CMS rates WESTWOOD POST ACUTE's staffing level at 4 out of 5 stars, which is above average compared to other nursing homes. Staff turnover is 40%, compared to the Colorado average of 46%. This relatively stable workforce can support continuity of care.

What Have Inspectors Found at Westwood Post Acute?

State health inspectors documented 50 deficiencies at WESTWOOD POST ACUTE during 2020 to 2025. These included: 2 Immediate Jeopardy (the most serious level, indicating potential for serious harm or death), 4 that caused actual resident harm, 43 with potential for harm, and 1 minor or isolated issues. Immediate Jeopardy findings are rare and represent the most serious regulatory concerns. They require immediate corrective action.

Who Owns and Operates Westwood Post Acute?

WESTWOOD POST ACUTE is owned by a for-profit company. For-profit facilities operate as businesses with obligations to shareholders or private owners. The facility is operated by PACS GROUP, a chain that manages multiple nursing homes. With 85 certified beds and approximately 62 residents (about 73% occupancy), it is a smaller facility located in DENVER, Colorado.

How Does Westwood Post Acute Compare to Other Colorado Nursing Homes?

Compared to the 100 nursing homes in Colorado, WESTWOOD POST ACUTE's overall rating (2 stars) is below the state average of 3.1, staff turnover (40%) is near the state average of 46%, and health inspection rating (1 stars) is much below the national benchmark.

What Should Families Ask When Visiting Westwood Post Acute?

Based on this facility's data, families visiting should ask: "What changes have been made since the serious inspection findings, and how are you preventing similar issues?" "Can I visit during a mealtime to observe dining assistance and food quality?" "How do you handle medical emergencies, and what is your hospital transfer rate?" "Can I speak with family members of current residents about their experience?" These questions are particularly relevant given the facility's Immediate Jeopardy citations.

Is Westwood Post Acute Safe?

Based on CMS inspection data, WESTWOOD POST ACUTE has documented safety concerns. Inspectors have issued 2 Immediate Jeopardy citations (the most serious violation level indicating risk of serious injury or death). The facility is currently on the Special Focus Facility watch list (a federal program monitoring the lowest-performing 1% of nursing homes nationwide). The facility has a 2-star overall rating and ranks #100 of 100 nursing homes in Colorado. Families considering this facility should ask detailed questions about what corrective actions have been taken since these incidents.

Do Nurses at Westwood Post Acute Stick Around?

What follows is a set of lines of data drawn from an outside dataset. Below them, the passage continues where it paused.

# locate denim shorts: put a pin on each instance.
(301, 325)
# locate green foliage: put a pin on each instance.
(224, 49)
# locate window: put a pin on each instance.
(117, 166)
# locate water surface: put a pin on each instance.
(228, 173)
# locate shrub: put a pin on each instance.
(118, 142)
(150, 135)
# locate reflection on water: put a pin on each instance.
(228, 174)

WESTWOOD POST ACUTE has a staff turnover rate of 40%, which is about average for Colorado nursing homes (state average: 46%). Moderate turnover is common in nursing homes, but families should still ask about staff tenure and how the facility maintains care continuity when employees leave.

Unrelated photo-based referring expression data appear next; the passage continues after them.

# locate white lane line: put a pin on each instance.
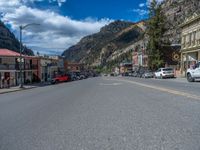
(171, 91)
(110, 84)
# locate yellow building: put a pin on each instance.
(190, 42)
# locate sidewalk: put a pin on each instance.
(25, 87)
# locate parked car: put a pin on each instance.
(193, 73)
(164, 73)
(60, 78)
(148, 74)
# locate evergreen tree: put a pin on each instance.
(155, 31)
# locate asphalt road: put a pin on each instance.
(103, 114)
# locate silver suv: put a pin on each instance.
(193, 73)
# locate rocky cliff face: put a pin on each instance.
(95, 49)
(8, 40)
(176, 12)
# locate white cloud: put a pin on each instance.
(54, 32)
(149, 1)
(140, 12)
(141, 4)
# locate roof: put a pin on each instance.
(6, 52)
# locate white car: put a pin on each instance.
(193, 73)
(164, 73)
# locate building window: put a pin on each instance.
(198, 37)
(190, 39)
(184, 41)
(194, 38)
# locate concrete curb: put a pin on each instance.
(16, 90)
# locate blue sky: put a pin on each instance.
(64, 22)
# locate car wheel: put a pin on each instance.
(189, 78)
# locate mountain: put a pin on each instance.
(95, 49)
(9, 41)
(176, 11)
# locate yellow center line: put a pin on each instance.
(159, 88)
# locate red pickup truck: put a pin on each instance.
(60, 78)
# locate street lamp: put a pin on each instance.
(21, 28)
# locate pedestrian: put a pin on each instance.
(8, 82)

Was Westwood Post Acute Ever Fined?

WESTWOOD POST ACUTE has been fined $78,371 across 3 penalty actions. This is above the Colorado average of $33,863. Fines in this range indicate compliance issues significant enough for CMS to impose meaningful financial consequences. Common causes include delayed correction of deficiencies, repeat violations, or care failures affecting resident safety. Families should ask facility leadership what changes have been made since these penalties.

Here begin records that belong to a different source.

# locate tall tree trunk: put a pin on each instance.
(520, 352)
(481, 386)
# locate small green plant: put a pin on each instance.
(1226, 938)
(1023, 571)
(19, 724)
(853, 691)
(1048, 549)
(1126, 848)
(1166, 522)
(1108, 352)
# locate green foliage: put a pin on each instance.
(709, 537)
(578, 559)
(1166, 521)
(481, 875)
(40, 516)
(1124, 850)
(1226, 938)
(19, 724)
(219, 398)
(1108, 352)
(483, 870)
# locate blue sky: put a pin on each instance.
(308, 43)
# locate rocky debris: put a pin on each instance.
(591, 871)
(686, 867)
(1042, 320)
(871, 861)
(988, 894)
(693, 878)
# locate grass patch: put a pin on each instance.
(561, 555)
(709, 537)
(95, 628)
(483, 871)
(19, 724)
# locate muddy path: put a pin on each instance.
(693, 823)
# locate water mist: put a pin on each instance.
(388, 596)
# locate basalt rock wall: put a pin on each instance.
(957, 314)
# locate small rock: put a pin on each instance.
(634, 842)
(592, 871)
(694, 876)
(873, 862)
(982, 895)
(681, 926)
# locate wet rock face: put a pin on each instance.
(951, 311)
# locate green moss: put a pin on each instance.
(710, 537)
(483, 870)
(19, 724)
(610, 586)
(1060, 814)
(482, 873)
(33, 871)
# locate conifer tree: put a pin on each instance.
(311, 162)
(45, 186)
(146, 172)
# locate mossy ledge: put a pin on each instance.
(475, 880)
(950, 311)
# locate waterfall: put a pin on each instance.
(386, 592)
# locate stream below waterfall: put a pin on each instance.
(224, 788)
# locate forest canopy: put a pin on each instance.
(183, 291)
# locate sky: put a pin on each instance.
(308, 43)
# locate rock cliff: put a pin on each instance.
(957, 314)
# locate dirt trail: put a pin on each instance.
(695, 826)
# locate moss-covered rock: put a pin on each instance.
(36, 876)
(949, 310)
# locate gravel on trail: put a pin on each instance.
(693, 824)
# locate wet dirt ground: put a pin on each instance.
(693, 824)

Is Westwood Post Acute on Any Federal Watch List?

WESTWOOD POST ACUTE is currently an SFF Candidate, meaning CMS has identified it as potentially qualifying for the Special Focus Facility watch list. SFF Candidates have a history of serious deficiencies but haven't yet reached the threshold for full SFF designation. The facility is being monitored more closely — if problems continue, it may be added to the official watch list. Families should ask what the facility is doing to address the issues that led to this status.